I felt that I don't belong to kitchen. I found that I am very individual but not easy with group. Whenever someone judges me, I just can't take it. What I usually like to say is that I am who I am so you'd better get used to with myself. Working at kitchen is teamwork. We have work together to serve better food to customers. There is no I and you, only we. I think that kind of thought makes me nut to work at kitchen.
In the Kitchen, there is always a head chef there and he orders what he want to. All the standard and recipes are from him. He is the rule of the kitchen. Only thing other cooks have to do is to do what exactly he told, like a robot. When he called order, we have to respond like between a drill sergeant and a private solder. Some people like to said that when head chef barks to you, you have to bark back.
Ten years of same routine, I probably felt sick and tired to work at kitchen. Enormous amount of tuition fee gave me a thought of what if I changed my major to be a interior designer just like my sister, so I called her to get advice.
My sister and I am more like a cat and a dog. When we were very little boy and girl,we were really good friends each other.
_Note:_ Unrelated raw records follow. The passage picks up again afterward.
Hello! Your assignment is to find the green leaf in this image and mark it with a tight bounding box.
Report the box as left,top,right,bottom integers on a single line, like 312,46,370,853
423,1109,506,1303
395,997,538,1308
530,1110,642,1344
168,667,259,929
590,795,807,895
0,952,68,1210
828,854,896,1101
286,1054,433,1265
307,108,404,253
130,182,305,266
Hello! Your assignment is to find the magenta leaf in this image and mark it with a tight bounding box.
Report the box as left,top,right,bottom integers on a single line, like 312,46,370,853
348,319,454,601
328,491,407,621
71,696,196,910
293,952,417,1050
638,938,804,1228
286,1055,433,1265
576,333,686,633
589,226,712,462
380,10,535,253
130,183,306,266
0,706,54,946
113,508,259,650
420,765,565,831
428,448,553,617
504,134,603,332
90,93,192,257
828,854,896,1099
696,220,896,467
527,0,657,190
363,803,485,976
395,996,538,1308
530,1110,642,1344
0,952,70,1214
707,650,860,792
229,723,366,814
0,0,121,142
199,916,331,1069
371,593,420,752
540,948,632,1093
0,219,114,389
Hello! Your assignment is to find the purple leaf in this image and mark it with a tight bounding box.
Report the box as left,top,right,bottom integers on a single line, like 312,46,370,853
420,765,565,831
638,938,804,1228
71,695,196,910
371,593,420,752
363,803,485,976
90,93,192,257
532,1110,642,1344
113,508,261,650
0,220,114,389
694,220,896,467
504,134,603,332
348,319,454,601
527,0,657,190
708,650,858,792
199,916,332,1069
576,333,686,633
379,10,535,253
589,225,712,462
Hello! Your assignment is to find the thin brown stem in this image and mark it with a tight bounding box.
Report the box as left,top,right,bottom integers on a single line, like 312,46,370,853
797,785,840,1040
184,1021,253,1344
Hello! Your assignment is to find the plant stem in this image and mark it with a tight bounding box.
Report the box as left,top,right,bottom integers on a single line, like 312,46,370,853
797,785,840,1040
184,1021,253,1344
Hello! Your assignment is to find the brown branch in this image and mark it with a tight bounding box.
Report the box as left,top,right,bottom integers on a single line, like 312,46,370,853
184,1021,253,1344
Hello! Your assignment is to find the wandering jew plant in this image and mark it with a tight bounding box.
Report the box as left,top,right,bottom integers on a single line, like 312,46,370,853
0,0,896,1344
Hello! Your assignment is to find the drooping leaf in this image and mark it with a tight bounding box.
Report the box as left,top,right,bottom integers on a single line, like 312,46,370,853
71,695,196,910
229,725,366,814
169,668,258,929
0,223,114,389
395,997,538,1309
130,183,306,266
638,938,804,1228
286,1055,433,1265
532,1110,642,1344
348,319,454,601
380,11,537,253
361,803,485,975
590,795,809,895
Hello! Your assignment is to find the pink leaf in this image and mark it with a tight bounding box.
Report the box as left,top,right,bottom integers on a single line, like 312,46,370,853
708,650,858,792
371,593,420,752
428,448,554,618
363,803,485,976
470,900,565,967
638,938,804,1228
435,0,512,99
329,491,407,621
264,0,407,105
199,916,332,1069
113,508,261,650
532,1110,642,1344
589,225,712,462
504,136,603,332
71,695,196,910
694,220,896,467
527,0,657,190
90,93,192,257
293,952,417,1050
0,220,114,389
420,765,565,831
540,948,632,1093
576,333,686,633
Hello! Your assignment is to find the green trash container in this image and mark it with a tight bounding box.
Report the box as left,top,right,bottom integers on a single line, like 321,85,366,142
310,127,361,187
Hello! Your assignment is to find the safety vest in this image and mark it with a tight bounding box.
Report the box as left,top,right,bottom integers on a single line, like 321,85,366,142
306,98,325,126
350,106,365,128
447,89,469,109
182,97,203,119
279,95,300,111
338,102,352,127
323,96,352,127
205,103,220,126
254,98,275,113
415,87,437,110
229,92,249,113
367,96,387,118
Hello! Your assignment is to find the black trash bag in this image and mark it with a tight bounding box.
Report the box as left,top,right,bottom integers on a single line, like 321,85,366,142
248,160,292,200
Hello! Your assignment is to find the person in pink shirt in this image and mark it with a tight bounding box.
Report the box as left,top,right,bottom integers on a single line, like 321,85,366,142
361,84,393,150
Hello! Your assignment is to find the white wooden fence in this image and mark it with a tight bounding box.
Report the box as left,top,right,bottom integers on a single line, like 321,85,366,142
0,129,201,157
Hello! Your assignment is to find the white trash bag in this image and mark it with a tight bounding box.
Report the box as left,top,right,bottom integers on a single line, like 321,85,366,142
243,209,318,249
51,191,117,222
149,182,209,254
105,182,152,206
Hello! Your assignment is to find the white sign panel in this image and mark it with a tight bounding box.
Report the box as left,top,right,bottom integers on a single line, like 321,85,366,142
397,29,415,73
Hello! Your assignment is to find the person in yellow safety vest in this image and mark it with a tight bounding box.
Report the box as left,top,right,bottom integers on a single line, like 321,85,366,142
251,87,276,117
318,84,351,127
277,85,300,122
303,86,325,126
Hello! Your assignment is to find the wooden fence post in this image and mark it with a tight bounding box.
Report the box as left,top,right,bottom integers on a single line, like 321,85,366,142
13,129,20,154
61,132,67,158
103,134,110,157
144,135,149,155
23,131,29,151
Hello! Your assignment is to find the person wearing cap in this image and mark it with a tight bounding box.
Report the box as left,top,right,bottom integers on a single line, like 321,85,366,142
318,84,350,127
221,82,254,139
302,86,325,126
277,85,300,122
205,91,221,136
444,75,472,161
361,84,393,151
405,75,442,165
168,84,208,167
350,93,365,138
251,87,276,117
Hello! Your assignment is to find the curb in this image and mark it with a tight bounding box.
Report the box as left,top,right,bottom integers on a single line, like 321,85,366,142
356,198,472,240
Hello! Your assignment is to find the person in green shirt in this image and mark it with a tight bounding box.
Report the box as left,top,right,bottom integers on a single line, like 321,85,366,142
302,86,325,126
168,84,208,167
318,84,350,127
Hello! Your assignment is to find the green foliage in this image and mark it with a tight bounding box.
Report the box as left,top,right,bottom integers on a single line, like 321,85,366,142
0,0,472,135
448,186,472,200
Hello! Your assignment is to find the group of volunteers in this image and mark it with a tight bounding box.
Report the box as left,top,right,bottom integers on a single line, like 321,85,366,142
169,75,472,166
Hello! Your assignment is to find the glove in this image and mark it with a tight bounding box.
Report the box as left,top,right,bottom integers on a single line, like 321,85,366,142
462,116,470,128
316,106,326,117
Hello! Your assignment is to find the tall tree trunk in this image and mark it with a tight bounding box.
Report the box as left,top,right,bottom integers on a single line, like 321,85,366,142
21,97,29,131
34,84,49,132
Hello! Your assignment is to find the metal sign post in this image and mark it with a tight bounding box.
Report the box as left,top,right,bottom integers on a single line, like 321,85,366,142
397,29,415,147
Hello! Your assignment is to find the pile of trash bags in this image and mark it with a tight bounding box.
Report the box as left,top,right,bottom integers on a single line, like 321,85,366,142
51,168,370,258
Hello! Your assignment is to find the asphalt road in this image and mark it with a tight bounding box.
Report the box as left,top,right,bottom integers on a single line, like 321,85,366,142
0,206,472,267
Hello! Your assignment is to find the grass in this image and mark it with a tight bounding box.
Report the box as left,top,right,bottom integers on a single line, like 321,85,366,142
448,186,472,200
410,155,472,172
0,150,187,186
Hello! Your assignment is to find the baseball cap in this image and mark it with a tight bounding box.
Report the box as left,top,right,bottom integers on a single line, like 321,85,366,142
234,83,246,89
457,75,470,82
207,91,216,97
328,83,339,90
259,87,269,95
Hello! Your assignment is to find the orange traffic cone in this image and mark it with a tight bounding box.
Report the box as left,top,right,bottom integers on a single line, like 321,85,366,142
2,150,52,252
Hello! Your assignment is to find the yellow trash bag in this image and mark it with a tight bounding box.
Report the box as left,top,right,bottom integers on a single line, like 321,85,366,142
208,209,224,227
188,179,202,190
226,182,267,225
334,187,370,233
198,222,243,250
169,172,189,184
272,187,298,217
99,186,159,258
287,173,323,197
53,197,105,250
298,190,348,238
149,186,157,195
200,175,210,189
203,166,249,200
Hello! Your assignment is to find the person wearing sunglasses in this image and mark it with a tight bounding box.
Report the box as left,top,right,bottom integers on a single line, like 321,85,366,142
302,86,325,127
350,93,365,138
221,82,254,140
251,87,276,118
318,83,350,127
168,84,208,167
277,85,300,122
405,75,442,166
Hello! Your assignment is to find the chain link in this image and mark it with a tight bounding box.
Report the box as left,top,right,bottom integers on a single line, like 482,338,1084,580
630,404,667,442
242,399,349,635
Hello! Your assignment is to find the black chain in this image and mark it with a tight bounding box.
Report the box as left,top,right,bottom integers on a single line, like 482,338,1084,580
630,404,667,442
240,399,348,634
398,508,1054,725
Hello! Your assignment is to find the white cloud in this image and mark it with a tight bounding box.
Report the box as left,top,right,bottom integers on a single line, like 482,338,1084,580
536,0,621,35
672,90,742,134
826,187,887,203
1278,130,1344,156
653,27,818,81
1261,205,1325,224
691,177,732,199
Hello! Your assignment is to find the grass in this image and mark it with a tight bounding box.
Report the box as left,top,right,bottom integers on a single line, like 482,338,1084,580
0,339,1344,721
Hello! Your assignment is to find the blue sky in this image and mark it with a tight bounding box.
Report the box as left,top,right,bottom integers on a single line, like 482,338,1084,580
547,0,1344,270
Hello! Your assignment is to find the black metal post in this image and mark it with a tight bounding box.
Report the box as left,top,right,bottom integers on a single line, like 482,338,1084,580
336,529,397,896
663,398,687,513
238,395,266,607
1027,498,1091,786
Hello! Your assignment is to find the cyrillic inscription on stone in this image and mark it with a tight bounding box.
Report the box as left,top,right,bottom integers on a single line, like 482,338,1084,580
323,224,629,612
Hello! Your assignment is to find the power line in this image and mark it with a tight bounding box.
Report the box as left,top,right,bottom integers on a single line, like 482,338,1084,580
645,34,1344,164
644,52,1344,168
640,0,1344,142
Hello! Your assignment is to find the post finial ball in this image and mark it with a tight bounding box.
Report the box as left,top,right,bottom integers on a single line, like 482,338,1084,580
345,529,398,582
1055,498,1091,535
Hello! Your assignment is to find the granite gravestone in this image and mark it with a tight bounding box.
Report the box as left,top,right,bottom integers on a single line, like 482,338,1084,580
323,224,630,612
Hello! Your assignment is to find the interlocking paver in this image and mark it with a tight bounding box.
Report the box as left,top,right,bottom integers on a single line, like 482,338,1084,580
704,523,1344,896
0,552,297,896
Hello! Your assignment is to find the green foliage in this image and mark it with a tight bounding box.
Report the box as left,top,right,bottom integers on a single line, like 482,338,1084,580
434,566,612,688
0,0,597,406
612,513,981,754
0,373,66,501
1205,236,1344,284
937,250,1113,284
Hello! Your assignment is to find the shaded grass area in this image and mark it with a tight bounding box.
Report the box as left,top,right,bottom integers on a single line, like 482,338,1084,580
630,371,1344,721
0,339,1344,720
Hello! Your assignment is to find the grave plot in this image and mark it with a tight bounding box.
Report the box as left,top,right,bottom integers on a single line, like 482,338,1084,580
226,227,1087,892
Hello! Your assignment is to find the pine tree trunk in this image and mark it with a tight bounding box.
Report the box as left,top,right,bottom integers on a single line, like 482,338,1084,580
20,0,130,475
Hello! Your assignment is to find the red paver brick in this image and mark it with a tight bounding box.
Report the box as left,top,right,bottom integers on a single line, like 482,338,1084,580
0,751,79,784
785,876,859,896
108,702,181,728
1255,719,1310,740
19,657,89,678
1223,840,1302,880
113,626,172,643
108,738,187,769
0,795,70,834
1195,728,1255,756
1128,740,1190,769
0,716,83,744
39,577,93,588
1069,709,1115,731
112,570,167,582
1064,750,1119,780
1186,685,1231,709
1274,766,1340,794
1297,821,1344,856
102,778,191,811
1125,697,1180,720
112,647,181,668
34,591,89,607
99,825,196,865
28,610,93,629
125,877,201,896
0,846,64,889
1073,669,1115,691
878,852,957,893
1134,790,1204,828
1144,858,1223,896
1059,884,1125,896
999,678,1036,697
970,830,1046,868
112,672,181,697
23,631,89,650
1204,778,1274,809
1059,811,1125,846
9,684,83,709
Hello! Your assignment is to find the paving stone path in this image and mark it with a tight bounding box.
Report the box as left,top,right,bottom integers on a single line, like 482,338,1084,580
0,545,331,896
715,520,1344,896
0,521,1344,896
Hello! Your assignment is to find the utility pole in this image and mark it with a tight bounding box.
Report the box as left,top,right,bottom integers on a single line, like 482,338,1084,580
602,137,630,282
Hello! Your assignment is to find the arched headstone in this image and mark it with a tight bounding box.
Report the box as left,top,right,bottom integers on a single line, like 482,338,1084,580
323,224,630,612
As matter of fact, we were the best friend since we are the only sibling. Once we started growing up to be a man and a woman, we've began to have different thoughts and life style. We had so many arguments. She is the first child so she wanted to become a in charge. Because I am a son, I couldn't accept that. She always said you do that and you do this, but I always you do that and I do this. Even though I hate say this, I have my father's personality. I've been trying to change. I really didn't want to be like a my father. My mother and sister is very similar each other. While I was in Sydney, their relationship between mother and doughter has became elder and younger sisters. Another word, they are very close each other.
I am totally different from any entire family members. I am probably an alien. They are very Korean and like to keep that way. Me? I always think why I should do same way. Since then I even have cultural trouble with my family. How funny is that?
Back to my sister, I told her because of money problem and got bored with working at kitchen, I am concerning about change the career, to become a interior designer. My sister is an Interior designer. She said this job is also not so easy. Of cause, how many jobs are not so tough to reach the top point? The reason I asked my sister was I want to compare two career. If I start to study te design, I want to relate with restaurant business. That is what I thought and why I called her. She actually disappointed me today. Now that I've been tough time with everything, I've thought to give up what's I have been doing. For now, anything new beginning will take more cost and time. She also said that I strongly wanted to study at CIA and I now don't want to, so that was really disappointment. I should find a solution, not a getaway. She is right. I think I've been really weak. Past many years, my mother fund me to study so if I gave up now, she will feel horrible about supporting me.
My sister always looks reality. She knows me very well so she could gave me harsh words, yet that sometimes wake me up. I feel little better now. I have to be more strong. If I want to move forward, I have to push myself harder. Although she and I always argue each other, she is sometimes right and that make me stand up strongly.